With moderate pain, Owwy may whimper and be more reluctant to move and interact. Boo-boo is clearly not well. Where a dog at this stage may seek attention, most cats will isolate, laying curled up or sitting hunched with feet tucked under the body and eyes partly closed. Boo will likely stop grooming, leaving his coat unkempt, but may lick excessively at the painful area.
Some dogs will eat less at this point, though I have seen Labradors chow down no matter how severe their injuries. Cats in moderate pain usually have decreased appetite, and respond aggressively or fearfully if you try to touch them. Use caution in trying to handle or move any animal in this condition, but definitely seek veterinary care. These pets deserve pain relief.

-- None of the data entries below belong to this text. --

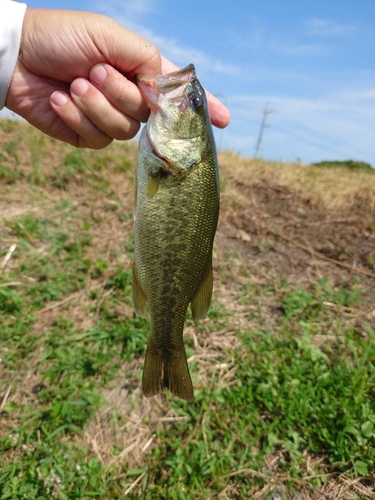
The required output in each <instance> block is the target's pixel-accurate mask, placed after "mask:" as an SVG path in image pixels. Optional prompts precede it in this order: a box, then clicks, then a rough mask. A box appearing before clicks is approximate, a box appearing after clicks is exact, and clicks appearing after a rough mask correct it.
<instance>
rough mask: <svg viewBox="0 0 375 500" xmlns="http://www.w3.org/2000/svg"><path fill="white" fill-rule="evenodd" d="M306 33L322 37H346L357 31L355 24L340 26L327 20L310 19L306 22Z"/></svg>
mask: <svg viewBox="0 0 375 500" xmlns="http://www.w3.org/2000/svg"><path fill="white" fill-rule="evenodd" d="M305 24H306V28H307V33H308V34H309V35H318V36H323V37H331V36H346V35H348V34H350V33H354V32H356V31H358V29H359V26H358V25H357V24H340V23H337V22H336V21H330V20H328V19H318V18H312V19H309V20H308V21H306V23H305Z"/></svg>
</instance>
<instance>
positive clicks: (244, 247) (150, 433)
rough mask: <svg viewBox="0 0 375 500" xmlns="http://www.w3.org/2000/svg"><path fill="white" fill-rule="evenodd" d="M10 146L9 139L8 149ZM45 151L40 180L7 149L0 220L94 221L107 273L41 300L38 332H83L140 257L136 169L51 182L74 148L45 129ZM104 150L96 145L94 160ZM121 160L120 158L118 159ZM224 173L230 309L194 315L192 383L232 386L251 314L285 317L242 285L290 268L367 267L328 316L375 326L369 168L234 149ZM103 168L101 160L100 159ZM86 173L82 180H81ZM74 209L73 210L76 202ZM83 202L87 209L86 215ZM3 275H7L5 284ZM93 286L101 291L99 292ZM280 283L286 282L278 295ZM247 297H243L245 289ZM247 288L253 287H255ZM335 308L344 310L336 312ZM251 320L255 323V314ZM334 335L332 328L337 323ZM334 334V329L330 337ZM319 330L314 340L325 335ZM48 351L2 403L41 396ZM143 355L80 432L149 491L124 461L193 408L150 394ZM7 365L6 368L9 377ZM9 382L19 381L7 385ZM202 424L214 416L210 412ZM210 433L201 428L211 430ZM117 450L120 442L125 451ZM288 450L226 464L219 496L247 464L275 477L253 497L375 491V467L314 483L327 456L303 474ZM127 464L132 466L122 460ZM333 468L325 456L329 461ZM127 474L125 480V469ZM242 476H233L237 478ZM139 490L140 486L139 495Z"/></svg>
mask: <svg viewBox="0 0 375 500" xmlns="http://www.w3.org/2000/svg"><path fill="white" fill-rule="evenodd" d="M24 134H28V135H27V137H28V140H29V141H36V140H38V141H40V139H39V137H40V136H39V134H38V133H37V132H35V131H33V129H30V127H28V126H27V125H25V124H19V125H17V127H16V128H14V130H12V131H10V132H8V133H7V134H6V135H5V134H2V136H1V137H0V142H1V143H4V142H7V143H9V142H10V141H12V140H15V139H16V138H17V137H18V136H21V135H22V136H23V135H24ZM8 149H9V148H8ZM40 149H41V153H40V157H39V159H38V161H39V164H40V167H41V171H42V172H43V175H44V176H45V177H43V179H44V180H43V179H41V181H40V182H36V183H32V182H30V179H31V176H32V175H33V173H35V165H33V161H34V163H35V158H34V160H33V158H32V155H31V154H30V149H29V148H26V147H25V148H23V149H21V150H19V151H18V157H15V156H12V155H11V154H10V153H9V152H5V153H4V152H3V153H2V155H3V157H4V158H3V160H4V161H6V162H7V165H8V166H11V167H12V166H13V167H14V168H16V169H17V170H19V171H20V172H22V178H21V179H20V180H18V181H17V183H11V182H9V183H8V184H6V185H5V186H4V185H3V189H2V194H1V197H0V219H3V218H4V219H8V220H11V221H17V220H18V219H19V218H20V217H21V216H24V215H26V214H33V215H34V216H35V217H37V218H42V219H45V220H55V221H56V223H58V224H61V225H66V224H69V225H70V227H75V230H76V231H77V232H81V228H82V223H84V222H85V221H88V220H90V221H95V227H94V228H93V229H92V231H91V233H90V234H91V245H90V247H89V249H88V251H87V255H86V256H85V257H86V258H88V259H91V260H93V261H94V260H95V259H96V257H97V256H100V257H101V258H102V259H103V260H105V261H106V262H107V264H108V269H106V270H105V271H104V272H103V275H102V276H101V277H100V279H99V280H97V279H95V280H94V279H90V278H88V281H87V283H86V285H85V287H84V288H83V289H82V290H80V291H79V292H73V293H70V294H68V295H66V296H65V297H64V298H63V299H62V300H60V301H53V302H52V303H48V305H47V306H46V307H44V308H41V309H40V310H39V311H37V313H36V314H37V317H38V320H37V323H36V324H35V326H34V331H35V334H37V332H39V333H40V332H43V331H47V330H48V329H49V328H51V325H53V324H54V321H55V320H56V317H58V316H63V317H65V318H69V319H72V320H73V321H74V323H75V324H76V327H77V331H78V332H80V331H85V329H87V328H88V327H89V326H92V325H94V324H95V322H96V321H97V320H98V317H99V315H100V310H101V307H102V306H103V304H105V303H106V301H107V300H108V298H109V297H110V294H111V293H112V291H111V289H108V288H107V287H106V281H107V278H108V276H109V275H110V274H111V272H112V271H113V269H114V268H115V266H122V267H124V268H126V267H130V265H131V259H130V257H129V254H126V253H123V254H122V257H119V254H121V251H122V250H123V248H124V245H123V240H124V237H125V238H126V237H130V235H131V232H132V220H131V212H132V203H133V202H132V196H133V193H132V191H133V186H132V180H133V179H132V175H126V176H124V174H123V173H122V172H120V171H116V169H115V168H113V164H112V163H113V160H110V161H109V164H108V162H107V165H106V166H105V168H104V173H105V179H106V181H107V182H108V183H109V185H110V190H111V194H110V196H109V195H108V190H104V189H103V190H102V191H101V189H98V187H97V185H90V184H88V183H87V182H84V175H83V177H82V179H81V180H80V177H79V175H77V176H75V177H74V178H72V180H71V182H70V184H69V186H68V187H67V188H66V190H62V189H61V188H58V187H56V186H53V185H51V184H50V181H51V179H53V175H54V170H53V166H56V165H59V164H61V161H62V158H63V157H64V155H66V154H67V153H68V152H70V151H71V148H69V147H67V146H65V145H63V144H60V143H56V142H54V141H51V140H50V139H48V138H46V139H43V140H41V141H40ZM110 151H111V158H113V157H116V155H121V154H124V149H123V146H122V145H121V144H118V143H116V144H114V145H113V146H112V147H111V149H110ZM126 151H127V155H128V156H129V157H130V158H131V159H134V157H135V155H136V147H135V145H131V146H129V147H127V150H126ZM105 154H106V153H92V154H91V156H90V158H91V160H92V161H94V160H95V159H98V158H100V157H101V156H103V155H105ZM111 162H112V163H111ZM220 167H221V174H222V186H223V191H222V210H221V215H220V223H219V227H218V233H217V238H216V244H215V259H214V267H215V294H214V296H215V300H216V301H217V302H218V303H221V304H223V305H224V306H225V308H226V318H227V319H226V323H225V327H223V329H219V330H217V331H215V330H214V331H211V330H210V322H209V321H208V320H205V321H203V322H202V324H201V325H200V327H199V328H200V329H199V332H198V330H197V327H196V326H194V325H193V324H192V323H189V324H188V326H187V328H186V332H185V335H186V339H187V340H189V339H190V341H191V343H192V345H193V346H194V347H193V351H194V354H193V355H192V356H191V357H190V359H189V363H194V365H195V367H196V369H195V372H194V377H195V380H194V385H195V386H196V387H197V388H198V389H199V388H204V387H210V385H212V380H213V379H214V380H215V387H217V388H218V389H220V390H222V389H224V388H226V387H230V386H231V385H233V384H236V383H237V376H236V370H237V368H236V364H235V362H234V358H230V357H228V352H235V351H236V350H238V349H240V348H241V343H240V341H239V338H238V331H239V330H241V329H243V328H244V327H245V326H246V327H247V328H251V327H252V326H254V327H256V322H257V321H258V319H257V318H256V317H254V318H253V319H252V320H249V312H251V311H255V310H257V309H258V308H259V307H260V306H261V307H262V308H263V314H262V316H263V318H265V321H266V322H267V325H268V326H269V327H270V328H271V329H272V328H275V325H276V324H277V319H278V314H279V313H278V312H277V311H276V310H275V298H274V296H272V297H271V296H269V297H268V298H267V294H265V296H264V297H262V300H261V301H260V299H259V302H257V300H256V298H255V299H254V297H252V299H254V300H253V302H252V303H250V304H249V303H246V300H242V303H241V302H240V301H239V300H238V297H239V291H240V290H241V289H242V288H243V285H244V284H245V283H246V284H253V285H255V286H258V287H261V286H263V285H265V284H269V283H272V284H273V292H272V293H273V294H275V292H274V290H276V294H277V289H278V286H279V282H280V276H281V277H283V278H285V279H287V280H288V281H289V283H290V284H291V286H305V287H306V288H309V287H311V286H312V284H313V283H314V282H315V281H316V279H318V278H319V277H322V276H326V277H329V279H331V280H332V282H333V283H339V282H340V283H342V282H343V281H345V283H346V284H347V286H349V285H353V283H354V277H355V275H356V274H361V277H362V285H361V287H362V292H363V296H364V298H365V300H364V302H363V303H361V304H360V305H358V307H356V308H347V309H345V308H344V307H341V306H339V305H337V304H328V303H327V304H326V306H325V307H326V310H327V316H329V314H333V313H332V310H333V309H334V311H335V315H336V313H337V310H339V313H340V314H341V318H343V321H345V322H346V323H348V324H349V323H350V322H351V323H352V324H356V325H363V328H362V327H360V328H362V330H363V332H364V331H365V326H368V325H369V324H370V325H374V324H375V321H374V318H375V309H374V306H373V304H374V300H375V292H374V278H375V266H374V263H373V261H372V260H371V256H372V255H374V258H375V253H374V248H375V183H374V179H373V176H372V175H370V174H366V173H353V172H349V171H348V172H346V171H345V175H344V174H343V171H342V170H334V169H331V170H324V169H321V168H318V167H307V166H300V165H293V164H281V163H269V162H265V161H261V160H250V159H244V158H241V157H239V156H237V155H234V154H232V153H225V154H221V155H220ZM101 172H102V173H103V170H101ZM81 181H82V182H81ZM67 196H69V199H70V204H69V207H66V208H61V207H60V208H58V205H59V203H60V202H61V201H62V200H63V199H64V198H66V197H67ZM73 209H74V210H75V211H76V214H75V216H74V217H72V215H71V212H72V210H73ZM77 213H78V215H77ZM0 239H1V249H2V250H4V252H5V250H9V249H10V248H12V245H18V244H19V242H18V240H17V238H16V237H15V235H14V232H12V231H10V230H9V226H7V225H6V224H2V225H0ZM29 243H30V247H29V249H28V251H27V252H19V253H18V251H15V249H13V251H12V252H11V253H10V254H9V255H8V253H5V255H4V256H3V257H2V258H1V259H0V268H2V270H1V272H2V278H3V279H5V283H7V282H6V279H7V276H11V275H12V273H13V272H15V271H16V270H17V268H19V266H20V265H21V264H22V263H24V262H25V260H26V259H33V258H35V256H37V255H40V256H41V255H46V254H48V252H49V251H50V248H49V247H48V245H47V246H46V245H45V243H44V242H40V241H38V239H37V238H35V237H33V236H32V235H30V238H29ZM37 278H38V277H37V276H25V277H23V278H22V281H20V282H17V284H15V283H13V284H12V285H10V284H9V282H8V283H7V285H8V286H14V287H17V286H20V285H21V284H22V285H26V284H27V282H28V280H33V279H37ZM3 286H4V284H3ZM93 291H95V294H96V295H95V299H93V298H92V293H93ZM281 294H282V292H281V291H280V296H281ZM243 298H244V297H243V296H242V299H243ZM245 298H246V297H245ZM130 307H131V304H129V303H124V304H122V305H121V306H117V310H116V311H115V312H116V314H117V317H120V318H121V317H124V318H127V317H129V315H130V314H131V309H130ZM335 317H336V318H337V316H335ZM252 322H253V324H252ZM328 335H329V332H328ZM326 339H327V337H325V340H326ZM320 341H322V339H319V338H318V336H317V337H316V338H315V342H316V343H317V345H319V342H320ZM41 358H42V350H41V351H36V352H35V359H33V360H32V361H31V364H30V369H29V370H28V371H27V373H26V374H25V378H24V379H23V380H22V381H21V383H20V384H19V387H18V389H17V392H15V393H12V389H10V390H9V391H8V390H6V391H5V392H4V394H3V396H2V399H1V400H0V405H1V406H2V408H3V407H4V405H5V403H6V402H8V401H10V400H11V401H13V402H15V403H19V404H24V403H25V402H26V403H27V402H30V403H32V402H33V400H32V397H31V398H30V394H31V393H32V388H33V387H35V385H36V384H37V383H40V381H41V380H40V377H39V378H38V377H37V376H35V375H34V371H35V370H36V366H37V365H38V363H39V362H40V359H41ZM141 369H142V359H135V360H133V361H131V362H129V363H127V364H124V367H123V371H120V372H119V373H118V376H117V378H116V380H114V381H113V383H112V384H110V387H109V388H108V387H105V388H104V389H103V391H102V393H103V396H104V398H105V400H106V404H105V405H104V406H103V407H102V408H101V409H100V410H99V411H98V412H97V413H96V415H95V418H94V419H93V420H92V421H91V422H90V423H89V425H88V427H87V428H86V430H85V432H84V434H82V435H81V436H80V437H76V438H75V439H76V441H77V442H79V443H80V444H82V445H83V446H88V448H89V449H90V450H91V452H92V454H93V455H94V456H96V457H97V458H98V459H99V460H100V462H101V463H102V464H103V465H104V466H106V467H107V466H108V467H109V466H116V468H117V470H118V472H117V476H116V477H115V478H116V479H117V480H120V479H124V480H125V481H126V488H125V490H124V496H130V495H133V494H137V492H138V494H139V495H140V494H141V493H140V491H141V490H140V486H141V483H142V481H143V479H144V473H142V474H139V476H138V477H137V478H136V479H135V480H132V479H129V478H126V472H124V470H125V469H138V468H142V467H145V466H149V460H150V459H149V452H150V450H152V449H153V448H155V447H157V446H158V445H159V444H160V443H159V439H160V438H158V437H157V432H156V431H157V430H158V429H169V428H170V427H171V426H172V425H174V424H175V423H178V422H181V421H182V420H183V418H184V417H181V416H180V415H178V413H176V411H175V409H173V407H172V406H171V405H170V403H169V401H168V400H167V398H166V397H165V396H160V397H156V398H152V399H145V398H143V397H142V395H141V390H140V387H139V374H140V372H141ZM129 370H130V371H134V378H133V379H132V380H131V383H130V384H129V380H126V376H125V373H128V372H129ZM1 376H2V372H1V367H0V377H1ZM7 387H11V386H7ZM202 426H203V428H204V427H205V422H204V419H203V420H202ZM204 436H205V434H204V432H203V437H204ZM118 450H121V451H120V452H119V451H118ZM281 458H282V452H280V453H279V455H277V454H276V455H271V456H269V457H268V458H267V463H266V464H265V469H264V470H265V472H260V471H254V470H251V469H246V470H240V471H238V470H234V471H232V472H231V473H229V474H228V477H230V481H229V482H228V485H227V486H226V488H225V489H223V490H222V491H221V492H220V495H219V496H218V497H217V498H222V499H225V498H228V499H232V498H233V499H234V498H238V492H237V490H236V483H235V478H236V476H237V475H238V474H245V475H247V477H248V478H249V480H251V478H252V477H259V476H260V477H263V478H266V479H267V485H266V486H263V487H258V486H257V487H255V486H254V489H253V493H252V496H251V498H254V499H262V498H272V499H273V500H276V499H284V498H292V497H290V496H289V494H288V490H287V487H286V486H285V484H287V483H288V482H290V481H292V482H293V481H294V482H295V484H297V486H298V490H299V491H298V493H295V494H294V496H293V499H294V500H318V499H319V500H320V499H322V500H323V499H342V500H354V499H357V498H363V499H364V498H375V495H374V491H373V488H374V484H375V476H374V475H373V476H371V477H370V478H366V479H363V478H362V479H361V478H356V479H353V477H349V476H348V475H347V474H337V473H335V474H332V475H330V473H329V468H326V469H325V474H327V475H328V479H327V481H326V482H325V484H324V486H322V487H320V488H317V489H315V490H313V488H312V487H311V486H310V485H309V482H308V479H309V477H310V476H314V475H315V474H316V470H317V469H318V468H319V467H320V463H321V462H322V461H323V462H324V460H325V458H324V457H313V456H310V455H308V454H305V456H304V457H303V460H302V462H303V464H301V467H302V468H303V470H304V478H305V479H304V480H299V481H300V483H298V480H294V479H293V478H291V477H289V476H288V475H285V474H283V473H282V472H280V470H279V468H278V464H279V462H280V460H281ZM124 465H126V468H125V467H124ZM323 469H324V467H323ZM125 478H126V479H125ZM232 479H233V480H232ZM138 498H139V497H138Z"/></svg>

Few people will miss severe pain and we all understand that these animals need treatment. Cats in distress may yowl, growl, or hiss, even when alone, and may bite or chew the painful area. Otherwise, a hurting Boo-boo will barely move, unless you try to touch him — in which case you might set off a fit of aggressive behavior or fearful flight. Dogs in this kind of pain will bite even the most dearly beloved people. Although it seems harsh, placing a muzzle before moving a dog in this state is the safest option.
Cats? Well, a hurt cat takes more finesse. Sometimes you can gently prod them into a carrier, or lift them in by covering them with a towel or blanket that protects you. If Boo is seriously aggressive, consult your veterinarian about options and protect yourself from injury. Animals in the most extreme stages of pain may lie prostrate, holding the body rigid to avoid any movement. These cases may appear unresponsive, or unaware of their surroundings, as the pain is their overwhelming focus.
Chronic pain looks different. Owners may think pets are just “getting old,” “slowing down,” or “going senile.” Geriatric pets may sleep more or pass on the five-mile jog, but major behavioral changes may indicate underlying pain. The old cat that poops outside the box may not be senile, but too achy to climb stairs or get into the litter pan. The old dog that doesn’t greet you when you return home may not simply be deaf, but also reluctant to rise because his back hurts. The pet with cancer who stops eating may not be succumbing to the tumor, but merely reacting to being in pain. All these animals can benefit significantly from appropriate medications.
Do not, I repeat, do not take something from your own medicine cabinet and give it to your pet. They have different biochemistry and physiology than humans. Too many animals have died when well-meaning owners gave them the wrong drugs. Always consult your veterinarian about pain medication.
What about side effects and safety? All drugs have potential risks, and elderly animals are more prone to problems such as kidney or liver disease that predispose to adverse reactions.
We can avoid risk completely by never giving pain medications, but is that the right thing to do? How do we decide when benefit outweighs risk? Pre-treatment screening, appropriate dosing, ancillary supportive care, and regular monitoring all serve to let us relieve suffering while minimizing risk.
If your pet is exhibiting any of the behaviors discussed today, they may be in pain. They can’t go to the drugstore themselves. They can’t tell us in words when they are hurting. They count on us to interpret their behavior correctly, to advocate for them, and to assure their days are comfortable and free from pain.